Programming an HTML Downloader in C++

Written By: Alwyn Malachi Berkeley

- 25 Sep 2006 -
















Description: This program requests the source code (HTML) of a webpage and then gives the user multiple options for viewing the web server's response. We will use the Winsock API to manipulate sockets on the system, and create reusable code along the way.

  1. Creating the Project
  2. main.cpp Headers and the Internet Namespace
  3. The Webpage Class
  4. The Internet Namespace's Functions
  5. GetDomain
  6. Custom_itoa
  7. GetWebpage
  8. SaveFile
  9. Internet.hpp and Writing main.cpp
  10. Compile and Conclusion

Defining the Webpage class

The class that is inside the namespace is called BasicWebpage. It is a simple class that will encapsulate information related to a webpage. The reason it is called "BasicWebpage" as opposed to just naming it "Webpage" is because we are striving to create reusable code. Although we have no desire to inherit the class here, by calling the class BasicWebpage we can give it a virtual destructor and reuse the class repeatedly in future projects where we might desire to inherit it later. This ability to do abstraction is what C++ is renowned for and one of the focusing factors of this article.

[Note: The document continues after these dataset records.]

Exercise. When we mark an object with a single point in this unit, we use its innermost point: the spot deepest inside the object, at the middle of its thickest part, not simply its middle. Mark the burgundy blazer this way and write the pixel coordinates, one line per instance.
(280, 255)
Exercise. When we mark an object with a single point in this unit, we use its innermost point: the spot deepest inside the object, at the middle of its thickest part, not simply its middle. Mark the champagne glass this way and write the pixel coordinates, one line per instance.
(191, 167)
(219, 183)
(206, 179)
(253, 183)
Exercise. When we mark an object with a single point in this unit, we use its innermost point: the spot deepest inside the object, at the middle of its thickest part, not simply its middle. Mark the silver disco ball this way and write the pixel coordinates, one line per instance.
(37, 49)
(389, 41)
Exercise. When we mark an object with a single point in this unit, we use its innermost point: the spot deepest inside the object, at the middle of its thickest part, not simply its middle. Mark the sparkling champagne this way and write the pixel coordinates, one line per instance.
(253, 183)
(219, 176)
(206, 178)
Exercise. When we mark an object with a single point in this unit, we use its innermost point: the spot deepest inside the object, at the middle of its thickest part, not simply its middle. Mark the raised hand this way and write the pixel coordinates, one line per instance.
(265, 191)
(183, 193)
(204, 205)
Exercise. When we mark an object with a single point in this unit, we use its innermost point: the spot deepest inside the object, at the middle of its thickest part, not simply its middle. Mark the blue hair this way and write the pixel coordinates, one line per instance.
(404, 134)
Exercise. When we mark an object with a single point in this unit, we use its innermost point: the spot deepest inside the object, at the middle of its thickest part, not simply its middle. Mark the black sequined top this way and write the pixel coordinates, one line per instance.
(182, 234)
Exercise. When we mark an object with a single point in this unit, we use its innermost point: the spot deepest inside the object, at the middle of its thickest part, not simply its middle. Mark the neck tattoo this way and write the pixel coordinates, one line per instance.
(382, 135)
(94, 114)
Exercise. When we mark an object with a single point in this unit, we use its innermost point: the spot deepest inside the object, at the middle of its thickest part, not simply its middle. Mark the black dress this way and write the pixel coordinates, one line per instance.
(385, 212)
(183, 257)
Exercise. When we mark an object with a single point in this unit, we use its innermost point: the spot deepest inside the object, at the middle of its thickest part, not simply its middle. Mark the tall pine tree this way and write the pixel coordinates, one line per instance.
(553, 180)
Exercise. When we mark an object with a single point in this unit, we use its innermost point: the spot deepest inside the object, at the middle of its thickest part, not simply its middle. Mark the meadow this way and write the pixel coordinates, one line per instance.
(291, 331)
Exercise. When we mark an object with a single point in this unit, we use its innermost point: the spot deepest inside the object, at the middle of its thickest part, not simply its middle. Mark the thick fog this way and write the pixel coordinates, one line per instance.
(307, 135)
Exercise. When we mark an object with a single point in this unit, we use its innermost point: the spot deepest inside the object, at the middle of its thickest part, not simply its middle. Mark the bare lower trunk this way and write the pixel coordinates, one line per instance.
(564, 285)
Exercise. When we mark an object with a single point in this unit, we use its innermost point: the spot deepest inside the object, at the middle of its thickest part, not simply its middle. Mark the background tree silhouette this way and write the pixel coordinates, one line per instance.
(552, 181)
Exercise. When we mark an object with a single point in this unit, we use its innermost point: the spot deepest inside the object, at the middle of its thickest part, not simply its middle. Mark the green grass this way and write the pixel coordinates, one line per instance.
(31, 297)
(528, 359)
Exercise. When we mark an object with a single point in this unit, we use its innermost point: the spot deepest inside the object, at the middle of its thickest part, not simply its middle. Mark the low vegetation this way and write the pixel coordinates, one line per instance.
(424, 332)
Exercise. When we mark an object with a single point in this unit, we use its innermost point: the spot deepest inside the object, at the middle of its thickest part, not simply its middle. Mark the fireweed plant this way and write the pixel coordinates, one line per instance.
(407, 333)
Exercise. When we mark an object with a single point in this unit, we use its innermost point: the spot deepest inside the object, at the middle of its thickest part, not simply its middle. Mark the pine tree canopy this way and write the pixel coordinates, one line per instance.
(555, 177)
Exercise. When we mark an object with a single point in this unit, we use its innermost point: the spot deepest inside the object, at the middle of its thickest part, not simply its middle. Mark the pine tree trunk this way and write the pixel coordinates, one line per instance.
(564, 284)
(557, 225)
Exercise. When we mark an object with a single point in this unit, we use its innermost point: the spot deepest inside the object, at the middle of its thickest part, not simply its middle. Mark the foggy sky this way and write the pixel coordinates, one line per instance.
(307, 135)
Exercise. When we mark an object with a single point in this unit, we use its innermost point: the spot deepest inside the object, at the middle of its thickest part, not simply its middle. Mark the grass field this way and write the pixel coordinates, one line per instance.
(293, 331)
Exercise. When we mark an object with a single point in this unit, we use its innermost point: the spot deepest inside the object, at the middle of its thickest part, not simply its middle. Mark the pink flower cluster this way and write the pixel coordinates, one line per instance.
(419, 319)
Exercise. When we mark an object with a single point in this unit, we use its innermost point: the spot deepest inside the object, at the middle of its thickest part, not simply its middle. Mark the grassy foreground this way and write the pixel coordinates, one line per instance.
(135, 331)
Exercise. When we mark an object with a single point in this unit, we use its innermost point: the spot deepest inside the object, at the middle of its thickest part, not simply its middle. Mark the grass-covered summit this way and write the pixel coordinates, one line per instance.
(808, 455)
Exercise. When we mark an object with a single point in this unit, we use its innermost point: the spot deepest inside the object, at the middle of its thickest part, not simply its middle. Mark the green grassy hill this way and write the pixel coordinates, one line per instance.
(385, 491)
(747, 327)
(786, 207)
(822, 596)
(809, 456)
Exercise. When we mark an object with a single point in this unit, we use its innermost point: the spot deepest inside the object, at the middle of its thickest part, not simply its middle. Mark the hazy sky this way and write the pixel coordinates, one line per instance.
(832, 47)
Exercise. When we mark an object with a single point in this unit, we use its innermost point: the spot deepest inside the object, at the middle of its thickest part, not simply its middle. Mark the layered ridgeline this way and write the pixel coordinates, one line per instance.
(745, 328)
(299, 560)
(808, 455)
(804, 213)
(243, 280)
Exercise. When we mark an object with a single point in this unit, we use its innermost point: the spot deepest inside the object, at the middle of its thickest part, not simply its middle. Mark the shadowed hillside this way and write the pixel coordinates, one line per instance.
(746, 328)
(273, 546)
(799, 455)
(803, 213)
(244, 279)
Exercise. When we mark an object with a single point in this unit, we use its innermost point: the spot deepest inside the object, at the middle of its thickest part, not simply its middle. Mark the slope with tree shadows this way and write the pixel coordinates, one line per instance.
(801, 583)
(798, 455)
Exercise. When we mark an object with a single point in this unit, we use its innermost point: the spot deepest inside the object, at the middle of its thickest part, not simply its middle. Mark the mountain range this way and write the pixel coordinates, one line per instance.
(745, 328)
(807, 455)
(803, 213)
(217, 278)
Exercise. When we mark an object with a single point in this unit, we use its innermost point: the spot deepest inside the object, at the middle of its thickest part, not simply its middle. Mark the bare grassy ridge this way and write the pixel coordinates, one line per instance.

To create the header simply click File > New > Source File on the menu. The IDE will prompt you by asking if you want to add a new source file to the project, click the Yes button. The code inside the header file that defines the BasicWebpage class is as followed:

#ifndef BASIC_WEBPAGE_HPP
#define BASIC_WEBPAGE_HPP
 
#include 
 
namespace Internet {
        class BasicWebpage {
                public:
                        BasicWebpage();
                        BasicWebpage(const BasicWebpage &WebpageParam);
                        explicit BasicWebpage(const std::string &strURLParam);
                        BasicWebpage(const std::string &strURLParam, const std::string &strServerResponseParam);
                        virtual ~BasicWebpage();
                
                        // accessor methods
                        const char* getURL() const;
                        void setURL(const char* strURLParam);
                        const char* getHeader() const;
                        void setHeader(const char* strHeaderParam);
                        const char* getHTML() const;
                        void setHTML(const char* strHTMLParam);
                        const char* getResponse() const;
                        void setResponse(const char* strResponseParam);
                        
                        // operator methods
                        const BasicWebpage& operator= (const BasicWebpage &Rhs);
                        const bool operator== (const BasicWebpage &Rhs) const;
                
                protected:
                        void splitResponse();
                        void clear();
                    
                private:
                        std::string strURL;
                        std::string strHeader;
                        std::string strHTML;
                        std::string strServerResponse;
        };
}
 
#endif 

When you have that copied to the new source file you created go to File > Save As… and save the file under the name "BasicWebpage.hpp".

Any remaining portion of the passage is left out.